Senate Foreign Relations Committee chairman Robert Menendez, one of Israel’s biggest supporters in Congress and among the few Democrats to vote against the Iran deal in 2015, said he was “deeply troubled” by Israeli strikes killing Palestinian civilians and the strike on a building that housed international media outlets – as well as a Hamas intelligence office – and called for a “full accounting.”
It’s Sanders calling for the US to “take a hard look at nearly $4 billion a year in military aid to Israel,” and writing in The New York Times that Israel is part of a wave of “authoritarian nationalist movements...[that] exploit ethnic and racial hatreds.”
It’s Rep. Alexandria Ocasio-Cortez calling Israel an “apartheid state,” and Rep. Rashida Tlaib tweeting at Biden “no more weapons to kill children and families.”
It’s the long list of commentators in mainstream news outlets making the same kinds of comments.

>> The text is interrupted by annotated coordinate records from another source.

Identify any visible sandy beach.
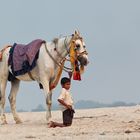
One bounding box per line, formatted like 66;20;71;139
0;106;140;140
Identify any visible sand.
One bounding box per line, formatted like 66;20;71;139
0;106;140;140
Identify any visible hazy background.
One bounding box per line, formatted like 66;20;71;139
0;0;140;110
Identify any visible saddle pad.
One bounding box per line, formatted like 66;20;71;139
8;39;45;76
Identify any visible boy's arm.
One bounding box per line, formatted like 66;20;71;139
58;99;72;109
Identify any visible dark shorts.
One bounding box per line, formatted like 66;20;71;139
63;109;75;125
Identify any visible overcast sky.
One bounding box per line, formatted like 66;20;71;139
0;0;140;110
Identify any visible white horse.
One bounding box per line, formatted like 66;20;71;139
0;31;88;124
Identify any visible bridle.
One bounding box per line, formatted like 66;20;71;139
45;35;87;73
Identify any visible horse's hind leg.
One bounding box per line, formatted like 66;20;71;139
8;79;22;124
0;79;7;124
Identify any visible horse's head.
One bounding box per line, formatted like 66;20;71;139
70;31;89;66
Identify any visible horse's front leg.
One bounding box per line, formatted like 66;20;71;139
42;80;52;121
0;79;7;124
8;79;22;124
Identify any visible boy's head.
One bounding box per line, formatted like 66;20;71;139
61;77;71;89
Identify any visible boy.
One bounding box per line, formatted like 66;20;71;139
49;77;74;127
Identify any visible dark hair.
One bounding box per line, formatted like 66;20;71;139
61;77;70;85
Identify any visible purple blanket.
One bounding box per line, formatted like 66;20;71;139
13;39;45;71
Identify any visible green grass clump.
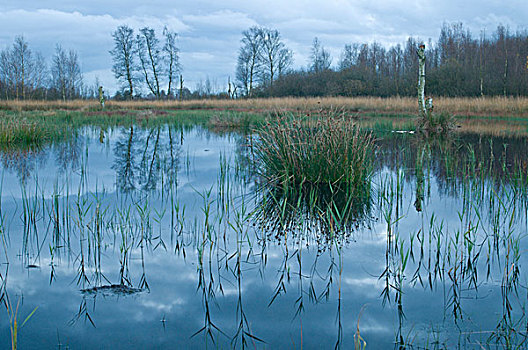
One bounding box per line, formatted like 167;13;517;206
0;118;48;146
256;113;374;197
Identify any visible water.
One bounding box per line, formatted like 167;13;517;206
0;126;528;349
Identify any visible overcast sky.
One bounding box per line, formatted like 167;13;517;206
0;0;528;91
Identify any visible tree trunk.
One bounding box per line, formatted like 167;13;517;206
416;45;427;117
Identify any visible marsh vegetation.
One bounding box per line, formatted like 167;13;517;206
0;108;528;349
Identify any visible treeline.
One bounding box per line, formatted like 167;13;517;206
0;36;97;100
110;25;183;99
252;23;528;97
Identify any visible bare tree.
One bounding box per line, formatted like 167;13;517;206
136;27;163;99
310;37;332;73
51;45;82;100
259;28;293;94
236;27;262;96
339;44;359;70
0;36;46;99
110;25;139;98
163;27;181;98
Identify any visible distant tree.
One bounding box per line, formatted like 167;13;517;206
163;27;181;98
136;27;164;99
236;27;263;97
0;36;46;99
51;45;82;100
259;28;293;95
310;37;332;73
339;44;359;70
110;25;139;98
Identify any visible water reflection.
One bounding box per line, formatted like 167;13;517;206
0;125;528;348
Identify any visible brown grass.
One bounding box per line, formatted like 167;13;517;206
0;97;528;117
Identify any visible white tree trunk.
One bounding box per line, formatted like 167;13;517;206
416;45;427;116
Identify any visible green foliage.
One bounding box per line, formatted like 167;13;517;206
418;112;455;135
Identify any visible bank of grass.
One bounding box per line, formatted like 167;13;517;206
0;116;69;148
0;97;528;118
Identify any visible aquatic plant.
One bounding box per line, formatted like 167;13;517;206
255;113;374;197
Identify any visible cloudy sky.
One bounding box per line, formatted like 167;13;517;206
0;0;528;91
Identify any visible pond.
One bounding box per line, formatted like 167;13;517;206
0;125;528;349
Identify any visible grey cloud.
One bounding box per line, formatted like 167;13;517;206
0;0;528;94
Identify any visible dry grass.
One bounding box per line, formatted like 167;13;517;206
0;97;528;117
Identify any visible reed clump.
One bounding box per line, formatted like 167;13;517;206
0;118;48;145
256;113;374;197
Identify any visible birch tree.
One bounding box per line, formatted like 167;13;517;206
136;27;163;99
163;27;181;98
310;37;332;73
110;25;139;98
259;28;293;95
236;27;262;97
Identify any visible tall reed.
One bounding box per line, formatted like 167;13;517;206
255;113;374;197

It’s the memes trending on celebrities’ social media that say Israel is not a country, rather a “settler colony.”
Sure, Biden isn’t looking at the memes, but millions of people see them, are influenced by them, and in turn influence their political representatives.

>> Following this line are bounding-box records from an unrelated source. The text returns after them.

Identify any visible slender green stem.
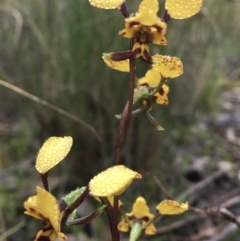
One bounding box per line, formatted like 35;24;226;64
40;171;49;192
112;40;136;241
114;43;136;165
99;197;114;238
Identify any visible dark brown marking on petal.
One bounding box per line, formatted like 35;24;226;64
120;31;126;36
152;95;157;103
161;10;171;23
158;88;164;96
141;216;149;222
140;83;149;87
129;21;140;27
133;48;142;58
36;236;51;241
128;215;135;221
153;24;162;33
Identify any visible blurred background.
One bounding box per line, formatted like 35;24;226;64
0;0;240;241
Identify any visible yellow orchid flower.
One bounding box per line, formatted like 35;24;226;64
24;186;67;241
89;165;142;197
118;197;156;235
102;54;130;72
35;136;73;174
165;0;202;19
119;0;167;60
89;0;125;9
138;69;169;105
156;200;188;215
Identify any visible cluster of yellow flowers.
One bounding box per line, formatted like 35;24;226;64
24;0;202;241
94;0;202;120
24;137;188;241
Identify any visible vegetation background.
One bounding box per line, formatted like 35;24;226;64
0;0;240;241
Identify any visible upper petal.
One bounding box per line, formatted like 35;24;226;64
89;165;142;197
138;69;161;88
152;54;183;79
152;84;169;105
35;136;73;173
165;0;202;19
134;0;159;26
118;218;129;232
24;186;62;232
128;197;154;219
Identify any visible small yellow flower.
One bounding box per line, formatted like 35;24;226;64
102;55;130;72
118;197;156;235
89;0;125;9
138;69;169;105
119;0;167;60
89;165;142;197
156;200;188;215
35;136;73;174
165;0;202;19
24;186;66;241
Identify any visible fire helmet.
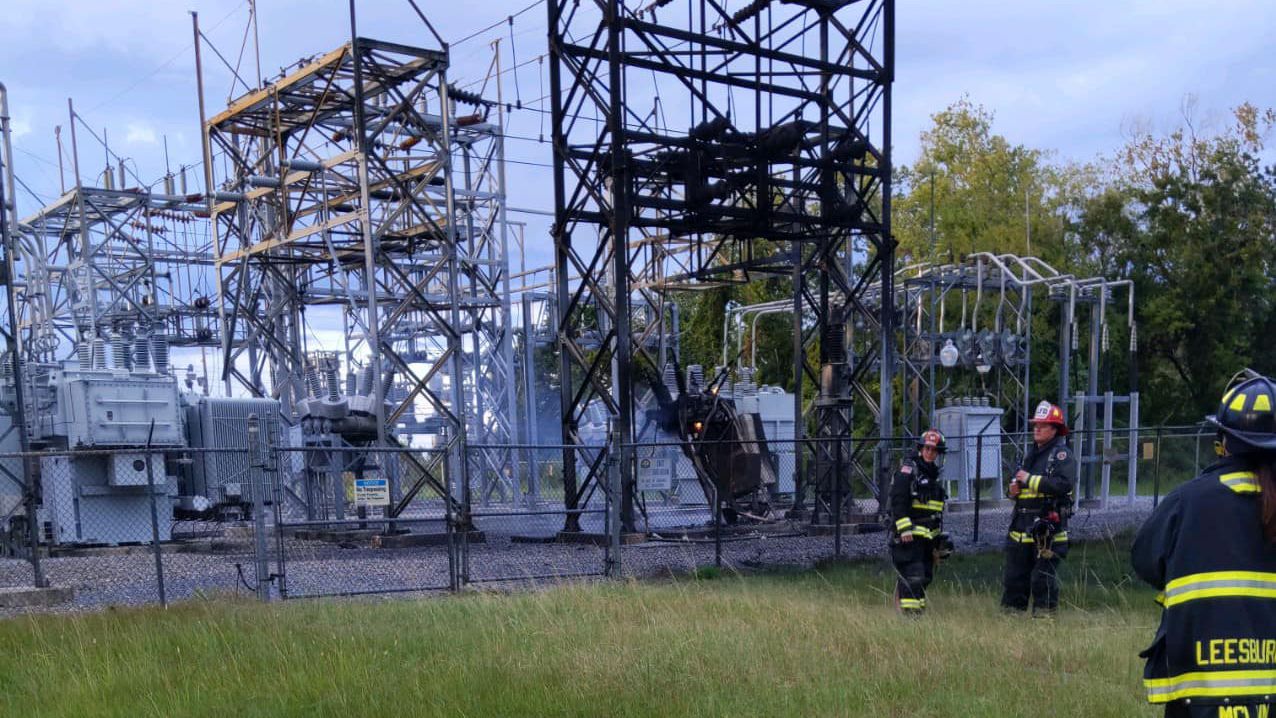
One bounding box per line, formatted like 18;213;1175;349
1206;376;1276;454
917;429;948;454
1028;402;1068;436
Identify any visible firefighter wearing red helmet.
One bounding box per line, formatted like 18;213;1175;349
1131;371;1276;718
891;429;952;615
1002;402;1077;615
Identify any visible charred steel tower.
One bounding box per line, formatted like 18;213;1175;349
547;0;894;528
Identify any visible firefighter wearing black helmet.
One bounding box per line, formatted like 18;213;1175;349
891;429;952;613
1002;402;1077;615
1132;372;1276;718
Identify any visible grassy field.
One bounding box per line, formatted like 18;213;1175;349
0;542;1159;718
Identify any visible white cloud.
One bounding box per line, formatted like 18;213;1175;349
124;122;156;144
9;117;31;139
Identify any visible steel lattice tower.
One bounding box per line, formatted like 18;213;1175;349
204;37;516;506
547;0;894;528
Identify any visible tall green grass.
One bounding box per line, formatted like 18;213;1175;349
0;542;1156;718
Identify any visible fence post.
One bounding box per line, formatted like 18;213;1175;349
19;454;48;588
833;437;842;559
609;430;628;578
145;418;168;608
443;432;461;593
962;431;984;543
1152;426;1161;509
248;413;271;603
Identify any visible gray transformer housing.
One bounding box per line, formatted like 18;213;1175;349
181;397;285;504
935;404;1005;501
38;366;186;545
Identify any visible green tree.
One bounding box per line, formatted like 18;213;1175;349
1092;105;1276;421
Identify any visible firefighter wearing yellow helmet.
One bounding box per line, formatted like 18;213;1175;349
891;429;952;615
1132;372;1276;718
1002;402;1077;615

It’s pretty clear that Biden doesn’t think that Israel is an apartheid state or committing “child murder,” as the comedian-slash-political analyst John Oliver put it this week. As Blinken emphasized, the US is not equating Hamas shooting indiscriminately into civilian populations with the IDF striking terrorist targets.
But it’s also clear that the Biden administration was spooked by the strike on the Associated Press’ headquarters last week, which led to immediate phone calls from Biden and Blinken to Netanyahu and Ashkenazi. Israel shared the intelligence that showed that Hamas was operating out of the same building, but the Biden administration has made human rights – freedom of the press among them – one of its priorities, and made that point, as well.
Another Biden foreign policy priority is showing that “America is back” and engaging with the international community in places like the UN. But the Biden administration has repeatedly blocked UN Security Council attempts to pressure Israel with statements calling for a ceasefire but not condemning Hamas in any way.
With growing pressure from the public and Congress, as well as standing up for Israel practically alone at the UN, by publicly talking about a ceasefire, the Biden administration is saying they’ve flipped over the hourglass – and time is running out. They may not be turning on Israel, but they’re signaling that, as time goes on, it will get harder for them to continue to give Jerusalem their unequivocal support.
The IDF has dealt Hamas a serious blow in Gaza, taking out large chunks of its underground network and assassinating senior terrorists, but the IDF says it has many more targets that it wants to hit. Israel will have to make the case to the US for the point at which it feels Hamas will have been sufficiently degraded to deter itself from attacking Israel again soon.
While the US is Israel’s key ally, Israel has to put its own security needs first. There have been many times when the US and Israel have disagreed on what that means, and Israel proceeded anyway. Whether this becomes another one of those cases remains to be seen.